Taylor Bell Duck: Yeah, he still jokes on me. He’s like, “You’re going to go around 120’s.” The 120s are the fitness test that I had trouble passing. So we still talk about it and I still go out and play on occasions, but, yeah.

Nancy Bell: I think you know originally when Taylor was, before she was diagnosed, going back to the fact that the surgeon said, “I bet you haven’t been well for a while,” my husband laughs now. He’s let go of the guilt, but he did have some guilt initially because there was some time that Taylor would stand on the soccer field with her hands on her hips. And we were filming her because she was going to play college soccer, and my husband would tease her and say, “You know you can’t stand on the soccer field with your hands on the hips.” Well in hindsight the reason she was doing that was because she couldn’t breathe and she was trying to get air in her lungs. And so we now joke about that. But for a while, once we realized this was a lung cancer diagnosis, there was a lot of guilt. But we allowed ourselves to forgive ourselves for that.

Taylor Bell Duck: And now laugh.

Nancy Bell: And laugh about it, you know, and laugh about it, exactly.

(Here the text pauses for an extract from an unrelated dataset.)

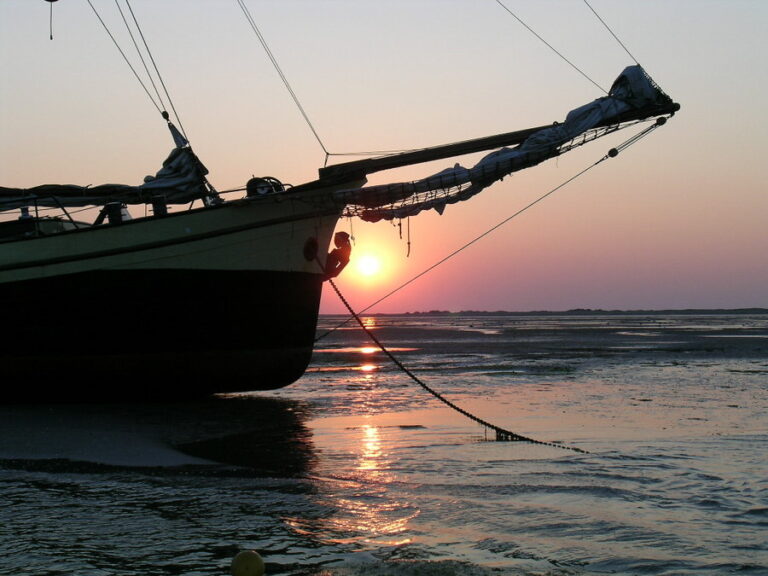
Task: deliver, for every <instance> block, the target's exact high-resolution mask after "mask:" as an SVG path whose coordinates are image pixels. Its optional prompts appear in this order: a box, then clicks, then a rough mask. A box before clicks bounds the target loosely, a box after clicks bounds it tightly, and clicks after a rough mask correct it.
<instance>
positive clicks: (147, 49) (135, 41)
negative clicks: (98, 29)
mask: <svg viewBox="0 0 768 576" xmlns="http://www.w3.org/2000/svg"><path fill="white" fill-rule="evenodd" d="M86 1H87V2H88V5H89V6H90V7H91V10H92V11H93V13H94V14H95V15H96V18H98V20H99V22H100V23H101V25H102V27H103V28H104V30H105V31H106V33H107V35H108V36H109V38H110V39H111V40H112V43H113V44H114V45H115V48H117V51H118V52H120V55H121V56H122V57H123V60H124V61H125V63H126V64H127V65H128V67H129V68H130V69H131V72H133V75H134V77H135V78H136V80H137V81H138V82H139V84H140V85H141V87H142V88H143V89H144V92H145V93H146V94H147V97H148V98H149V100H150V102H152V105H153V106H154V107H155V109H157V111H158V112H160V114H161V115H162V116H163V118H164V119H165V120H168V113H167V112H166V111H165V103H164V102H163V98H162V96H161V95H160V91H159V90H158V88H157V85H156V84H155V81H154V80H153V78H152V74H151V72H150V70H149V67H148V66H147V63H146V61H145V59H144V56H143V54H142V52H141V49H140V48H139V45H138V43H137V42H136V38H135V37H134V35H133V32H132V31H131V27H130V25H129V24H128V20H127V19H126V17H125V13H124V12H123V10H122V8H120V4H119V2H118V0H115V5H116V6H117V9H118V12H120V17H121V18H122V20H123V23H124V24H125V27H126V29H127V30H128V34H129V35H130V37H131V41H132V42H133V45H134V48H136V53H137V54H138V57H139V60H141V63H142V65H143V66H144V70H145V71H146V73H147V77H148V78H149V81H150V83H151V84H152V87H153V88H154V90H155V94H156V96H157V100H156V99H155V97H154V96H152V93H151V92H150V90H149V88H147V86H146V84H145V83H144V81H143V80H142V79H141V76H140V75H139V73H138V72H137V71H136V68H134V66H133V64H131V61H130V60H129V59H128V56H127V55H126V54H125V51H124V50H123V49H122V48H121V46H120V44H119V43H118V41H117V39H116V38H115V36H114V34H112V31H111V30H110V29H109V26H107V24H106V22H104V19H103V18H102V17H101V15H100V14H99V12H98V11H97V10H96V7H95V6H94V5H93V3H92V2H91V0H86ZM125 5H126V6H127V7H128V11H129V12H130V13H131V18H132V19H133V22H134V25H135V26H136V30H137V32H138V33H139V36H140V37H141V40H142V43H143V44H144V49H145V50H146V52H147V56H149V60H150V62H152V67H153V68H154V71H155V74H156V75H157V79H158V81H159V82H160V85H161V86H162V88H163V92H164V93H165V97H166V99H167V100H168V104H169V106H170V108H171V110H172V111H173V115H174V118H175V119H176V124H178V127H179V130H180V131H181V133H182V134H183V135H184V138H186V139H187V140H189V138H187V134H186V132H185V130H184V126H183V124H182V122H181V118H180V117H179V114H178V112H177V111H176V107H175V106H174V104H173V99H172V98H171V96H170V94H169V92H168V88H167V87H166V85H165V81H164V80H163V76H162V74H160V70H159V68H158V67H157V63H156V62H155V59H154V57H153V56H152V51H151V50H150V49H149V44H147V40H146V38H145V37H144V33H143V32H142V30H141V26H140V25H139V21H138V19H137V18H136V14H135V13H134V11H133V8H132V7H131V3H130V1H129V0H125Z"/></svg>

Shubham Pant, MD: I think that’s great. Richard, what do you think? I mean how do you; you know sometimes, especially for younger, for kids and for young adults and everything, parents think they’re fine. They think they’re, “Well, you’re just being a teenager, you’re slacking behind, you know you’re not doing this, you’re just, you know.” But then something really catastrophic and something really serious happens to the child and that’s, there is, it’s very true. If it happened to me I wouldn’t, you know, I would feel that guilt for some time. There’s very little you can do about that then because you’re just not in tuned to think a 21-year-old college athlete is going to have lung cancer, non smoker. So do you face that? And how do you help families cope with it?

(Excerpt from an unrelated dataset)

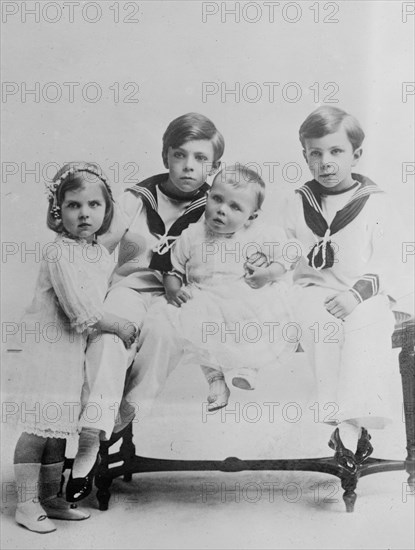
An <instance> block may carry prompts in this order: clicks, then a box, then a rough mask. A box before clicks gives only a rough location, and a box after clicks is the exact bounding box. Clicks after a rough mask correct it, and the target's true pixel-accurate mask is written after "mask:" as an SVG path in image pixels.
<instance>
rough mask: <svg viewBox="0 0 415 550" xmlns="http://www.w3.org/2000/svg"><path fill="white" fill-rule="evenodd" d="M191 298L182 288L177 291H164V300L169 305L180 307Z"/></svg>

Richard Dickens, MS, LCSW-R: Definitely. And always respectful is that we’re all the same in a lot of ways, but we’re also different, and there are gender differences. I love to hear that story. I was just working with a group of men last weekend who were in a bereavement camp and had lost their wives and had kids.

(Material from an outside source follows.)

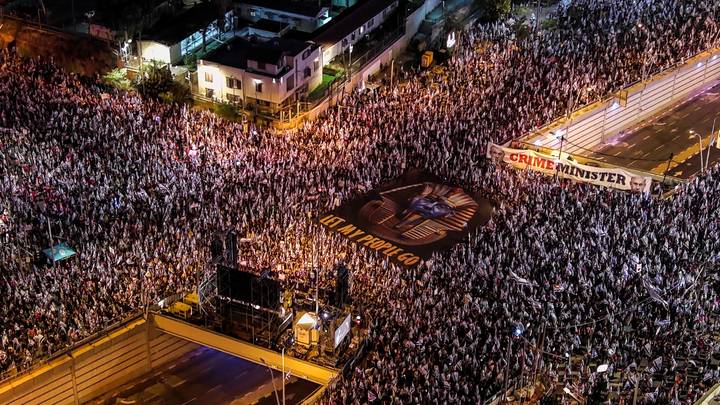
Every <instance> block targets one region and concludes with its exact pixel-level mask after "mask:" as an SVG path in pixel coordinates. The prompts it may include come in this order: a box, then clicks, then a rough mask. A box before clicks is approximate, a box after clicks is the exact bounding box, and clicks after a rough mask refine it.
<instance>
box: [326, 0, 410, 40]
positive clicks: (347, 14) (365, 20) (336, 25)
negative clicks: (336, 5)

So then going back to the tools of social work, it’s normalizing, it’s validating, it’s helping people recognize that’s okay. Guilt itself is okay. In fact, I struggled early in my career; as I was dealing with people I was bringing guilt a lot of times. And then one day, and I try to help them solve it, and one day I just turned to one of the people I was working with, I said, “I can’t save you from your guilt, that’s one of the prices we pay for loving people.” I said, “We always want the best for them.” But how do we learn to manage the guilt? How do we learn to work with the anger? Talking about it openly is going to allow people to understand where it’s coming from better. And I hear and I’m so happy in these conversations about the laughter. There is place for laughter, and that’s healthy even in the midst of a crisis.